Puedes querer, pero no amar a Mario Vargas Llosa por la misma razón por la que no fuiste amigo del delegado de clase. Fue Vargas Llosa, escritor cuyo delito consistió para la progresía escribir unas cuantas obras maestras, vivir más que sus colegas y significarse antes por un caudillo de derechas que por uno de izquierdas. Ese delito y aún otro mucho más grave al vulnerar una de las reglas fotográficas de un escritor del siglo pasado: posar despeinado. Pueden comprobarlo ustedes mismos. Las maravillosas fotos con sus compañeros de generación y boom: todos parecen operarios de la compañía del gas que, en el momento de la foto, estaban por el barrio. Todos menos él: alto, guapo, distante. Bien peinado. Flequillo. ¿Cuántos escritores de valía recuerdan con flequillo? Seguro que, al concederle el Nobel, tuvieron eso en cuenta. Luego con Dylan, rizos en desorden.
Sus novelas también salían siempre bien peinadas a la calle. Desde su primera frase, la novela sabía lo que se iba a encontrar en todas sus páginas. Nada las despeinaba ni se tropezaban con verdad que no supieran antes de salir de casa. Sus obras eran edificios de arquitectura compacta, donde todo está donde debe estar y todos los permisos municipales están, por supuesto, en regla.

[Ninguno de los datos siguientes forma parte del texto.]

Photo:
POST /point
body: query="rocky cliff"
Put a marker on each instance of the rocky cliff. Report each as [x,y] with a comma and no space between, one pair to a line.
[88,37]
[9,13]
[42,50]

Eso destilaba la frialdad del superdotado que no puede caer en la improvisación del tropezón, el azar de la moneda encontrada en el suelo, el hallazgo literario de quien no sabe por qué ha hecho lo que ha hecho. Ese ser tan extraordinario lo trató de disimular mientras estuvo entre iguales. En esas mismas fotos se le ve que trata de ser normal, pero no le sale del todo. Pura genética literaria, puro estudiante de siete años de piano con matrícula de honor. Los trenes llegaban a la hora, pero, algunos, los dejabas pasar sobre todo si venían con premio.

Vargas Llosa en una imagen de 1990.
No ayudaba a desatar nuestro amor por él rompernos el prejuicio izquierdoso y no aceptar las cosas cómo, en su caso, eran. Muchas de sus novelas fueron radicalmente honestas y valientes. No engañaba mientras otros autores progresistas pergeñaban actos vacuos y panfletos grandilocuentes, novelas malas. Después del Chivo, oír, ladrar a los perros, o asistir al fin del mundo, escuchabas o leías sus opiniones políticas vertidas muchas veces en artículos nos generaba incomodidad. No es que hubiera dos escritores en uno. Era uno diciendo lo mismo, pero el talento novelesco lo llevaba a otro lugar, lejos del alcance de nuestra crítica maliciosa si jugábamos a ser honestos. Un escritor, eso sí, siempre bien peinado y con flequillo, hasta cuando se juntó con nuestros Kennedy y no lo mataron en Dallas porque escapó a tiempo de regresar para una última cerveza en La Catedral.